Nomura: non solo Facebook, è iniziato crollo Big Tech

21 Marzo 2018, di Livia Liberatore

Il crollo delle azioni di Facebook dopo lo scandalo dei dati utilizzati da Cambridge Analytica per scopi elettorali potrebbe essere solo l’inizio di una reazione contraria alle società tecnologiche, che potrebbe devastare i mercati globali. Lo afferma lo stratega valutario di Nomura Bilal Hafeez che avverte: una serie di fattori, dal populismo alla regolamentazione più severa, convergono verso il calo dei titoli della tecnologia, proprio in un momento in cui le loro valutazioni si avvicinano a livelli estremi. Le ripercussioni potrebbero estendersi ben oltre i confini dei mercati azionari, pesando anche sulle valute.

Le azioni della sfera Big Tech sono crollate questa settimana dopo la rivelazione che Facebook ha rilasciato dati di 50 milioni di utenti a Cambridge Analytica, una società di analisi che ha aiutato a eleggere il presidente Donald Trump. Proprio la settimana scorsa, gli investitori stavano versando denaro nel settore a un tasso che non si vedeva dall’apice della bolla delle Dot Com. Facebook è accusata di aver fatto finta di non vedere e di non aver colto gli avvertimenti dei suoi esperti.

I problemi potrebbero diventare anche legali con la prima class action che è stata lanciata in Usa: la denuncia per violazione della privacy degli utenti porta la firma di Lauren Price, del Maryland, che ha citato in giudizio le due compagnie davanti alla Corte federale di San Jose, in California. L’azione legale è stata intrapresa per conto di altri utenti Facebook che si sono sentiti danneggiati dall’utilizzo non autorizzato dei loro dati personali. È tutta la settimana che il titolo, che in questo momento sta tentando un mini rimbalzo, è in seria difficoltà in Borsa.

Secondo Hafeez, un fattore scatenante fondamentale per lo scoppio della bolla tecnologica non sarà però la minaccia alla privacy degli utenti, bensì lo spostamento verso un clima politico più populista. Questo comporta che la politica degli Usa tornerà verso industrie di beni più tangibili, come la produzione, e metterà in secondo piano la tecnologia. Un’altra preoccupazione è la regolamentazione più severa che potrebbe essere introdotta da alcuni Stati, come quella che sarà applicabile negli Stati dell’Unione Europea dal prossimo 24 maggio, e la web tax appena introdotta in Europa.

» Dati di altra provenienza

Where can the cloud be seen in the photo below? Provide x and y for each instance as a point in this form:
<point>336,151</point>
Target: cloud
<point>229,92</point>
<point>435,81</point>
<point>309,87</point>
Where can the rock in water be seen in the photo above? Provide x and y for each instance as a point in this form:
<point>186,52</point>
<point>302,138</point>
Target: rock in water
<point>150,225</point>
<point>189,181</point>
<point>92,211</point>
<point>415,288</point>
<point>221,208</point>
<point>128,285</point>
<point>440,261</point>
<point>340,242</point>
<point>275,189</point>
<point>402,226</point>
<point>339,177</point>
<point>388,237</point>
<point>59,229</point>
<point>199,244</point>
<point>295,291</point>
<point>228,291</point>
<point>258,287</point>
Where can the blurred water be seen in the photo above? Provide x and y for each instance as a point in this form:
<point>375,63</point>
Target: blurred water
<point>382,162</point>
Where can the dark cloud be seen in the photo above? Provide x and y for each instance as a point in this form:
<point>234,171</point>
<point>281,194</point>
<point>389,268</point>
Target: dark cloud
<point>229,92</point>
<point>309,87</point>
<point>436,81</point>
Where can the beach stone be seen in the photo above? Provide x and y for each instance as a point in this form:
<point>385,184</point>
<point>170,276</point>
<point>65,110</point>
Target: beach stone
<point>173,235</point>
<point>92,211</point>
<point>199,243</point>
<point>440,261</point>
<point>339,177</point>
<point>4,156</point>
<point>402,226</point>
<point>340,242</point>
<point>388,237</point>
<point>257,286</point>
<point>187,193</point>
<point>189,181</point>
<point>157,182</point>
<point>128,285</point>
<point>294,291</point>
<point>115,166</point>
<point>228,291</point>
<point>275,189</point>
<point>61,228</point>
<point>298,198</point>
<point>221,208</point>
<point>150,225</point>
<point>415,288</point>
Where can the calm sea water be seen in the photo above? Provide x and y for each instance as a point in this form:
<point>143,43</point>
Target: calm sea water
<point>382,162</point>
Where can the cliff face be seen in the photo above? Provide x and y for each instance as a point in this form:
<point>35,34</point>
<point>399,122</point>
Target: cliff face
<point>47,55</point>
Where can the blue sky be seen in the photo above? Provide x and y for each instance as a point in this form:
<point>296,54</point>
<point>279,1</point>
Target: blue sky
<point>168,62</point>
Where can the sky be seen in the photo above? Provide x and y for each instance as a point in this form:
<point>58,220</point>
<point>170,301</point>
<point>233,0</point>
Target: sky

“Oggi, grazie alle crescenti preoccupazioni che piattaforme e titolari di dati siano spinti dalle corporazioni e dai governi stranieri a manipolare i consumatori e gli elettori, c’è una protesta di individui e governi su come queste piattaforme possono funzionare”, ha detto Hafeez. “Per i governi, ciò potrebbe comportare una maggiore regolamentazione su come e dove le società di dati possono operare”.